My Lenten sacrifice this year: stop thinking about girls.

How long was I faithful?

(see above)

So what do you do when your Lenten disciplines fail? Try again and shoot for ten minutes?
Friday, February 11, 2005

Vi Martinson, age 102, has entered into rest.

I remembered first meeting Vi when I took a job at Covenant Village of Turlock. I think, although I'm not sure, that she was my first "customer". I was a receptionist you see, a desk jockey. My job was to take care of any and all clerical needs that the residents might have. I'll admit that sometimes it was less than fun - as any job is bound to be - but Vi never made my life harder. If anything, one of the highlights of my job was anticipating what new floral designs Vi would be decorating her walker with. Don't forget the earrings, either. Ah, those earrings!

But more than that - way more than that - Vi was a saint. She was a woman who had given her whole life to God. She was, in the end, a living saint who walked with God. She fought the good fight, finished the race and kept the faith. Truly, this is not a time for mourning, but celebration. I can think of no better way to finish any race.

You can read other reflections on Vi here and here.
Thursday, February 10, 2005

Please, please, please check out

It's a website where a gifted artist takes the subject lines from spam and literally represents them on the drawing board. I didn't think it would be very funny at first, but honestly, this is one of the few websites that I've actually "laughed out loud" at in a long time.

A few samples:

If you die tonight, what happens to your family tommorow?
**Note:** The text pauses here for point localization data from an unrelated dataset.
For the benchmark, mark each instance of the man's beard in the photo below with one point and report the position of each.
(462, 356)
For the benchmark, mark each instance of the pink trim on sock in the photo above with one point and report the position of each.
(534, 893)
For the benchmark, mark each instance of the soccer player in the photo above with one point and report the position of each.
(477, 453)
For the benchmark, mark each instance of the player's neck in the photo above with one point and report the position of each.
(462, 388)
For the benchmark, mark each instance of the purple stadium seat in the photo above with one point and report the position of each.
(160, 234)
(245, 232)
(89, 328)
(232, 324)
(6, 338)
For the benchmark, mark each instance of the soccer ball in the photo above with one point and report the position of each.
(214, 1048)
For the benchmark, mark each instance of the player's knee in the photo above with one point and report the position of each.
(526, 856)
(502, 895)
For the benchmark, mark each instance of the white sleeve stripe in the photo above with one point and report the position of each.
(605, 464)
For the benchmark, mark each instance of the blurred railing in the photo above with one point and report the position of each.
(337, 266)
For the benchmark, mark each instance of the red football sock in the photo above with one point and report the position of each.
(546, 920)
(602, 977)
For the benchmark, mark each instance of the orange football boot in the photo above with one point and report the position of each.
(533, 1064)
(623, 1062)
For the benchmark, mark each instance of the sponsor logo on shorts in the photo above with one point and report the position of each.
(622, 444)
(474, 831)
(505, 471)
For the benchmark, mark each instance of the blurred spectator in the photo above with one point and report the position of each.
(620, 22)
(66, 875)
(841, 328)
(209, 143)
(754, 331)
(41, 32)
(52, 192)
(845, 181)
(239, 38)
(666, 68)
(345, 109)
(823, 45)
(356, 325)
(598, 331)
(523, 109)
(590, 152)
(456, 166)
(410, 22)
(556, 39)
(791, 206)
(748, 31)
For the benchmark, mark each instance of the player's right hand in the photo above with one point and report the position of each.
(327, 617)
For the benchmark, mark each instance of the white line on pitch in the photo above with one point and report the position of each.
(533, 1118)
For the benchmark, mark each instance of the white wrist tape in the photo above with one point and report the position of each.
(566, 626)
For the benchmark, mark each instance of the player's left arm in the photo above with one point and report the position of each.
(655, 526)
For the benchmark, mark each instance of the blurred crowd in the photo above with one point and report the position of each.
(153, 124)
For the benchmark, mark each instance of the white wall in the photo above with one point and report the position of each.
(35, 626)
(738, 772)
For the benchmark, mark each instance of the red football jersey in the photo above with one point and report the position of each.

Play video p0ker with the Emperor

you lack credentials for that position

your application was accepted

Troy Powell, Checking in!

Enjoy your love life as much as he does!

And finally, the greatest, most off the wall drawing - so great that it became their unofficial logo:

you were wrong cabinet sanchez

Hilarious. Enjoy.

Wednesday, February 09, 2005

Ashes to Ashes
All I have is Doubt

Ashes to Ashes
All I am is Failure

Ashes to Ashes
Is there any hope?

Ashes to Ashes
All that I have

is Ashes

Monday, February 07, 2005

I'd like to thank everybody who posted a comment in my Free Will/Determinism section. I have lots of homework in my Art History class, so I won't be able to answer any of your questions right now. Rest assured I will be thinking about them, however.

In the meantime, let me share something with you.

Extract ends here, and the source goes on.